A PROPOSAL for STANDARDIZATION and IMPROVEMENT in CONTINUOUS MEDICAL EDUCATION
Ferhan Girgin Sagin*, Eser Yildirim Sozme, Ege University Medical Faculty, Department of Biochemistry, Izmir, Republic of Turkiye
PURPOSE: The concept of continuous medical education (CME) has grown as a response to the advancement of the professional knowledge; to fill the gaps in the enormous growing area of medicine, to present scientific innovations / new techniques or to provide new skills and attitudes in medicine. Many institutes / universities provide CME opportunities and there seems to be a serious need for standardization of the planning, coordination and implementation of these courses. This need arises from the unique properties of CME such as the necessity to meet the expectations of the target participants, the need for a well-defined core content that will be delivered through adult education strategies and the demand for a comprehensive evaluation system that will lead to continuing improvement of the education.
METHODS: This presentation will deliver the results of our work aimed at developing a standardization system for any institute coordinating and implementing CME programs.

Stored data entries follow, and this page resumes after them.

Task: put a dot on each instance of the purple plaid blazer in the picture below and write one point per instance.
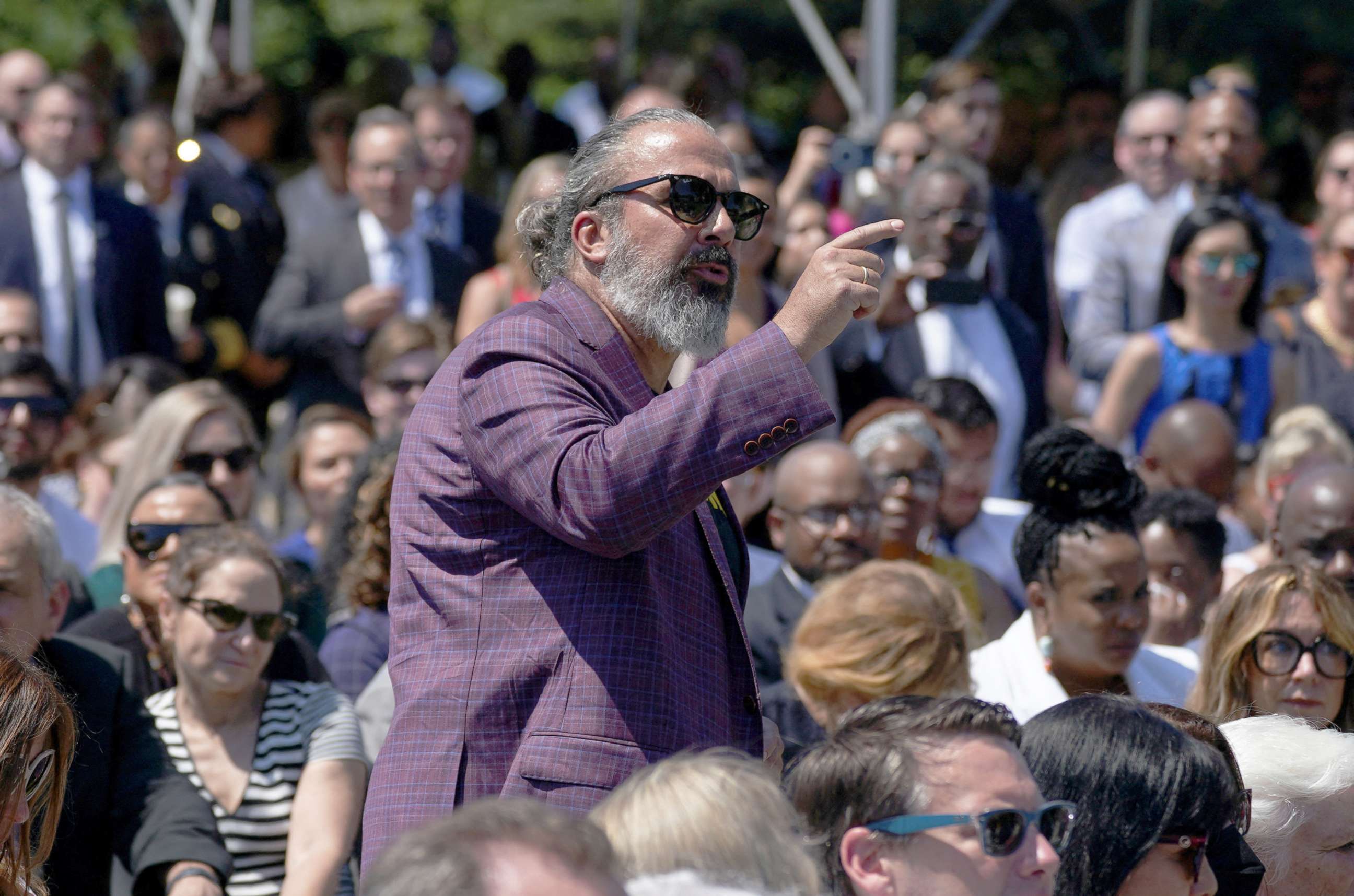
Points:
(562, 611)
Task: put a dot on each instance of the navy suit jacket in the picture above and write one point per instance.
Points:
(129, 291)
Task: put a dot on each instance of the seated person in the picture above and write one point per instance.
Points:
(1087, 582)
(289, 794)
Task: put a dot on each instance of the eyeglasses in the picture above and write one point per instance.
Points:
(924, 484)
(1192, 846)
(148, 539)
(824, 519)
(228, 618)
(40, 771)
(202, 462)
(40, 406)
(1280, 653)
(1243, 264)
(1001, 830)
(694, 198)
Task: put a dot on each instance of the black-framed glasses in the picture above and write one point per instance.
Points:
(691, 199)
(202, 462)
(40, 772)
(1192, 847)
(40, 406)
(228, 618)
(1001, 831)
(1280, 653)
(148, 539)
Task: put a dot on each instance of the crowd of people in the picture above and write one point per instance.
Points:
(1043, 582)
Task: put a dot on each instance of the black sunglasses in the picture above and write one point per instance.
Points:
(202, 462)
(228, 618)
(694, 198)
(42, 406)
(148, 539)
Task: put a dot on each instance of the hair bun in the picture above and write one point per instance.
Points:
(1069, 476)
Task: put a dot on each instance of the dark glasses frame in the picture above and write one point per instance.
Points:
(202, 462)
(156, 534)
(729, 199)
(267, 627)
(1298, 658)
(904, 824)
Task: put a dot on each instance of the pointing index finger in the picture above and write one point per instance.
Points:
(867, 234)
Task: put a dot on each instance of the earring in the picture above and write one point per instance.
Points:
(1046, 649)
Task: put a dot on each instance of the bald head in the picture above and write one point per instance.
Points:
(1192, 446)
(1315, 523)
(21, 74)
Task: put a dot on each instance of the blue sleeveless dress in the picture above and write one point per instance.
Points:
(1238, 383)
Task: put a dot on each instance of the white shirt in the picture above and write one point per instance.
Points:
(377, 243)
(480, 88)
(1010, 670)
(41, 187)
(453, 202)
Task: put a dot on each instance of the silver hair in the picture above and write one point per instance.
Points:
(1291, 767)
(380, 117)
(912, 424)
(950, 164)
(41, 529)
(546, 227)
(1143, 99)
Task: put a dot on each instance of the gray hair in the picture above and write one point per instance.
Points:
(1143, 99)
(911, 424)
(1291, 767)
(42, 533)
(546, 227)
(950, 164)
(380, 117)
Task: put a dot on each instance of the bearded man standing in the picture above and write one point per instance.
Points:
(568, 580)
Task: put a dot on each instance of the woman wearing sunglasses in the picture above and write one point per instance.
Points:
(281, 762)
(37, 737)
(1206, 343)
(195, 428)
(1280, 643)
(1147, 806)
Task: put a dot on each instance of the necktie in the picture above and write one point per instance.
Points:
(68, 286)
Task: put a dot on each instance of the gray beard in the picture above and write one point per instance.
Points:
(662, 305)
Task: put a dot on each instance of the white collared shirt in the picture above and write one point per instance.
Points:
(377, 241)
(41, 187)
(453, 202)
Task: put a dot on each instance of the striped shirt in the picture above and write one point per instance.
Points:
(300, 723)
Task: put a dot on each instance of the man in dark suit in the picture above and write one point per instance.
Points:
(343, 282)
(124, 799)
(824, 520)
(446, 210)
(91, 257)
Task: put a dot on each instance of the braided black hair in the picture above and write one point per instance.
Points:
(1073, 482)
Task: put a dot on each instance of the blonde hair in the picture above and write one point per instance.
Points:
(1222, 691)
(721, 814)
(508, 245)
(156, 444)
(888, 630)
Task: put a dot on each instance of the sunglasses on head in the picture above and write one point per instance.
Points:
(202, 462)
(691, 199)
(1001, 831)
(148, 539)
(1192, 847)
(40, 772)
(42, 406)
(228, 618)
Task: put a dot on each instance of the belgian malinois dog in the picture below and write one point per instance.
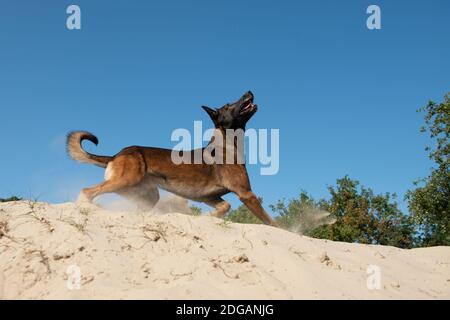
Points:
(137, 172)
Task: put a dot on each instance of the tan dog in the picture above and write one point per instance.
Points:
(137, 172)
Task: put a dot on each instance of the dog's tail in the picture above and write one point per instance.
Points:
(76, 151)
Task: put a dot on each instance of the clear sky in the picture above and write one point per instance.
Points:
(344, 97)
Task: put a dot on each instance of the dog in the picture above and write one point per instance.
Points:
(138, 172)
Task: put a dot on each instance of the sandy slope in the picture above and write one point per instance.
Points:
(131, 255)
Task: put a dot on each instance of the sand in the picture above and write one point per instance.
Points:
(65, 251)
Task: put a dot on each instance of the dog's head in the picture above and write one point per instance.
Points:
(233, 115)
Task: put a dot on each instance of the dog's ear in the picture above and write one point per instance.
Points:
(213, 114)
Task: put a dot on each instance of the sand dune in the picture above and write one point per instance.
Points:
(123, 255)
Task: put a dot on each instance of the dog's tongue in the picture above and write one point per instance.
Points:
(248, 106)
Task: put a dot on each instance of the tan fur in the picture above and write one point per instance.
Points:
(138, 172)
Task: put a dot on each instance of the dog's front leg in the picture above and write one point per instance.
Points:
(254, 205)
(221, 207)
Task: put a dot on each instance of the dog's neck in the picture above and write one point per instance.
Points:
(228, 144)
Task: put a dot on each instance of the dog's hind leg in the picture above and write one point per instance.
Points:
(254, 205)
(145, 195)
(122, 173)
(221, 207)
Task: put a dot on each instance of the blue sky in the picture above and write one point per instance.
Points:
(343, 97)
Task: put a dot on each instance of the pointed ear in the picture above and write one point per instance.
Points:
(213, 114)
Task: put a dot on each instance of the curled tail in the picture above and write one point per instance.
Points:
(76, 151)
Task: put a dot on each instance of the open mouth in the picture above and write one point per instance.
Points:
(247, 106)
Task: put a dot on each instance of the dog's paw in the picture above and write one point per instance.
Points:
(83, 199)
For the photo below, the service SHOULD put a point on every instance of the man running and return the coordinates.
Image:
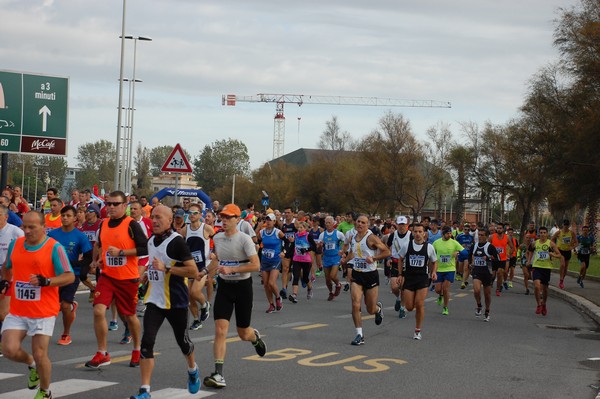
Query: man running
(170, 262)
(36, 266)
(365, 277)
(235, 260)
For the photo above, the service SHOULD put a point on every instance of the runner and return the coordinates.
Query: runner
(543, 251)
(419, 268)
(197, 237)
(167, 298)
(78, 247)
(587, 245)
(483, 255)
(36, 266)
(120, 242)
(330, 241)
(365, 277)
(446, 249)
(566, 241)
(235, 260)
(270, 263)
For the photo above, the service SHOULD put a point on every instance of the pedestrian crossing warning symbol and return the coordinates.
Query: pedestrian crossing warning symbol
(177, 162)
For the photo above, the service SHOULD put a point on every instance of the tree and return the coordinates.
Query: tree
(158, 157)
(97, 163)
(218, 162)
(142, 169)
(333, 138)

Through detailed documentation (Form for Application for Organizing a CME Program, Form for Evaluation of the CME Program, Report of CME Program, Form for Continuous Improvement in CME Program, etc.) and evaluation procedures, we propose a standardized system for planning, implementing, evaluating and improving CME programs.
RESULTS / CONCLUSION / FUTURE DIRECTIONS
The proposed system not only guarantees the delivery of a well defined core content with appropriate teaching strategies and sufficient reference material but more importantly monitors the quality and usefulness of courses through course audits and the analysis of course evaluation sheets. Thus, conformance to requirements and continuing improvement can also well be achieved through such a standardized system.
***The proposal presented above is accepted by The Committee of Education of The Turkish Biochemistry Association, and is in use for the coordination of its’ CME programs since January 2007.